Humoral immunity to HIV-1: kinetics of antibody responses in chronic infection reflects capacity of immune system to improve viral set point

Journal Paper/Review - Sep 15, 2004

Units
PubMed
Doi

Citation
Trkola A, Günthard H, Bonhoeffer S, Hirschel B, Weber R, Bernasconi E, Vernazza P, Battegay M, Furrer H, Fagard C, Oxenius A, Leemann C, Kuster H, Swiss HIV Cohort Study. Humoral immunity to HIV-1: kinetics of antibody responses in chronic infection reflects capacity of immune system to improve viral set point. Blood 2004; 104:1784-92.
Type
Journal Paper/Review (English)
Journal
Blood 2004; 104
Publication Date
Sep 15, 2004
Issn Print
0006-4971
Pages
1784-92
Brief description/objective

We analyzed the humoral immune response in 46 patients following structured treatment interruption (STI) to investigate the general potential of therapeutic vaccination in chronic HIV-1 infection.

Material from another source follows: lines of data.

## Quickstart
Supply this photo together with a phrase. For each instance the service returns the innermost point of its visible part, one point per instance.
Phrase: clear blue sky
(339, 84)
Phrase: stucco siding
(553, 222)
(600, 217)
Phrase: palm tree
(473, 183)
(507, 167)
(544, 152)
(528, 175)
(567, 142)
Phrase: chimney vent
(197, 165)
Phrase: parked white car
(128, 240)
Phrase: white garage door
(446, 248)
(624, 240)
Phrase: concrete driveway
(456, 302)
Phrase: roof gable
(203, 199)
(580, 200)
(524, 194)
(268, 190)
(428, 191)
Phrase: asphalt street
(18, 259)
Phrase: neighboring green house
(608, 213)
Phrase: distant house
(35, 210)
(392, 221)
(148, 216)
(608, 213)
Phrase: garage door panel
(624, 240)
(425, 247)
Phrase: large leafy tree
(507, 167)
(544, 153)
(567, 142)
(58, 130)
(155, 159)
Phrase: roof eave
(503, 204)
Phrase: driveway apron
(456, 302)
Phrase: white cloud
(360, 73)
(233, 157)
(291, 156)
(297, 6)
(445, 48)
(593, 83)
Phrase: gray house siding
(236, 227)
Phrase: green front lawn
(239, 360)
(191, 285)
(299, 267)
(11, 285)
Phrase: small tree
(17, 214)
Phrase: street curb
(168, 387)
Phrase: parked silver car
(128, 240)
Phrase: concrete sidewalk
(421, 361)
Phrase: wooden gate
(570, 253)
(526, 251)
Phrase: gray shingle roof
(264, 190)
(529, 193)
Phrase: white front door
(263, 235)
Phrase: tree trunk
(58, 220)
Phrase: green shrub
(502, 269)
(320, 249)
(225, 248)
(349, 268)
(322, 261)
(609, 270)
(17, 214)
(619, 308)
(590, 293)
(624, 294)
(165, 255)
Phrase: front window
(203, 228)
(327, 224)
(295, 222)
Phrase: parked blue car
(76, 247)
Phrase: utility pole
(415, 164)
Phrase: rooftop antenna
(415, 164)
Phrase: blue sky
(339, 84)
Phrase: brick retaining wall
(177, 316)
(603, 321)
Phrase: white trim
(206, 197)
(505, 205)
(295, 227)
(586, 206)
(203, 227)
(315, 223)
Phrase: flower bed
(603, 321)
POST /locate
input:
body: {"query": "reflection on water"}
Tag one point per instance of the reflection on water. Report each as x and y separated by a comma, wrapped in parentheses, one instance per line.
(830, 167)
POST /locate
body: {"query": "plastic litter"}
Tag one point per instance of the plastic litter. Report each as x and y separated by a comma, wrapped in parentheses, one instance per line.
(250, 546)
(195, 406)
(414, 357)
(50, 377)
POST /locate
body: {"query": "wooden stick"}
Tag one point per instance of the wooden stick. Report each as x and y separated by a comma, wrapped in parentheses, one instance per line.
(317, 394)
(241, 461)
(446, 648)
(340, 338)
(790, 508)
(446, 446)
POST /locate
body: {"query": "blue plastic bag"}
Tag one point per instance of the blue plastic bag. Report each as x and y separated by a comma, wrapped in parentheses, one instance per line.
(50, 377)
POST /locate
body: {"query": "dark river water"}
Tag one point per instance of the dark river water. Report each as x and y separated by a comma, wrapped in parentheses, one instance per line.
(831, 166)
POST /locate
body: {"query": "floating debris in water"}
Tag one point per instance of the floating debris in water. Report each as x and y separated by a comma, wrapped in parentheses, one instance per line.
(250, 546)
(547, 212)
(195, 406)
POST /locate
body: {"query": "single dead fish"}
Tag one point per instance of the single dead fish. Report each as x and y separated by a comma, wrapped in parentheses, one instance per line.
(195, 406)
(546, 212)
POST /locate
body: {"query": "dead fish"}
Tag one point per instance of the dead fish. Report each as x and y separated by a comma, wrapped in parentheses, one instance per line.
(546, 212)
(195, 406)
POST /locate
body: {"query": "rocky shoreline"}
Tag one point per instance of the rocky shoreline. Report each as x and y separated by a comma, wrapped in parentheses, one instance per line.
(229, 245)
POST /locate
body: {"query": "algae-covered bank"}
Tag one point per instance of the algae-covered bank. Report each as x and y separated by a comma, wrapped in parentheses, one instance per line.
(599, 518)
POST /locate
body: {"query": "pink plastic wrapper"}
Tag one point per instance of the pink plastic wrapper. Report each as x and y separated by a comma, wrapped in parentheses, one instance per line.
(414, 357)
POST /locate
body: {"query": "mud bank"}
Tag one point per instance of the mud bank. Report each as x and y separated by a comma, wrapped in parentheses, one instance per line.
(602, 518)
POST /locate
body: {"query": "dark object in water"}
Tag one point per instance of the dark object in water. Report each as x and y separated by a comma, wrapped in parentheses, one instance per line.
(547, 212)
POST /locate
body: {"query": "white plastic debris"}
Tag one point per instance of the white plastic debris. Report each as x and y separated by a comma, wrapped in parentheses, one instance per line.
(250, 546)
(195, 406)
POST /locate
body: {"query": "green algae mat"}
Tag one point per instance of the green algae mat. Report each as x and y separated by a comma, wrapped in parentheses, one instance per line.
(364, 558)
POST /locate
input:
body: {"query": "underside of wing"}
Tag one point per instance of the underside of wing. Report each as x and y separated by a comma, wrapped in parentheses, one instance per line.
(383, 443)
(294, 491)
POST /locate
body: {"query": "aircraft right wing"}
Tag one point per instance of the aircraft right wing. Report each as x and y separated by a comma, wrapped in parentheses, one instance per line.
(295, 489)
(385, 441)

Evoked antibody titer increases to glycoprotein 120 (gp120) and p24 were low during 4 short-term STIs and only reached significance during a fifth long-term interruption. Although induction of binding antibodies to viral antigens was not associated with potent suppression of viremia, we observed that individuals with a rapid and high response to p24, and to a lesser extent also to gp120, lowered their viral set points significantly. Of note, the increase of the anti-p24 response correlated with specific CD4 T helper frequency to this antigen. Despite induction of binding antibody responses, which correlated with improved viral control, the increase in neutralizing activity was marginal and did not lead to this enhanced viral suppression. However, a subgroup of patients who potently suppressed viremia independently of STI had significantly higher pre-existing neutralization titers, suggesting a role of humoral immunity in conferring potent protection. In summary, measuring the kinetics of antibody responses provided a marker to validate the responsiveness and capacities of the immune system of HIV-1-infected individuals and reflected the patients' ability to decrease viral set points.